On Computational Aspects of Cores of Ordered Graphs
Michal Čertík, Andreas Emil Feldmann, Jaroslav Nešetřil, Paweł Rzążewski
TL;DR
This work investigates the computational complexity of cores in ordered graphs, focusing on order-preserving homomorphisms and retractions. It shows a sharp contrast with unordered graphs: the RET_< retraction problem is solvable in polynomial time via a 2-SAT reduction, while deciding if an ordered graph is a core is NP-hard and even W[1]-hard when parameterized by core size. The authors prove NP-hardness and related results through intricate gadget constructions from ONE-IN-THREE SAT and analyze sliced-subgraph variants SLICE_<gh and SUB_<tu to highlight hardness boundaries. They also establish that every finite ordered graph is homomorphically equivalent to a unique ordered core, providing a canonical target for reductions and a bridge between structural graph theory and computational complexity. Collectively, the paper delineates a nuanced landscape of tractability and hardness for ordered-graph cores, with implications for CSPs and structural graph normalization.
Abstract
An ordered graph is a graph enhanced with a linear order on the vertex set. An ordered graph is a core if it does not have an order-preserving homomorphism to a proper subgraph. We say that $H$ is the core of $G$ if (i) $H$ is a core, (ii) $H$ is a subgraph of $G$, and (iii) $G$ admits an order-preserving homomorphism to $H$. We study complexity aspects of several problems related to the cores of ordered graphs.
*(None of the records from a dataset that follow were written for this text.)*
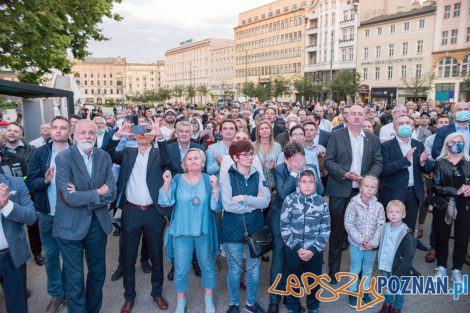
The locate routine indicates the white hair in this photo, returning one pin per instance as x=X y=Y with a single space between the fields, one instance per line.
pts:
x=445 y=153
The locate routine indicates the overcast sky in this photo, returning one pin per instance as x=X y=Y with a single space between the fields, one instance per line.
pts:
x=149 y=27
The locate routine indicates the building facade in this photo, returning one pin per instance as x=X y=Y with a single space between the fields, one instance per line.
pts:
x=394 y=54
x=451 y=53
x=330 y=37
x=104 y=80
x=269 y=42
x=190 y=63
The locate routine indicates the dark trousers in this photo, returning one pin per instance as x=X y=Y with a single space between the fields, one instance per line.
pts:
x=297 y=267
x=81 y=298
x=13 y=281
x=135 y=222
x=412 y=209
x=461 y=236
x=34 y=239
x=338 y=233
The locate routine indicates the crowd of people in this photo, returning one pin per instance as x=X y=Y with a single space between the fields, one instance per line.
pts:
x=195 y=186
Interestingly, they exhibit a different behavior than their unordered counterparts. We show that the retraction problem, i.e., deciding whether a given graph admits an ordered-preserving homomorphism to its specific subgraph, can be solved in polynomial time. On the other hand, it is \NP-hard to decide whether a given ordered graph is a core. In fact, we show that it is even \NP-hard to distinguish graphs $G$ whose core is largest possible (i.e., if $G$ is a core) from those, whose core is the smallest possible, i.e., its size is equal to the ordered chromatic number of $G$. The problem is even \wone-hard with respect to the latter parameter.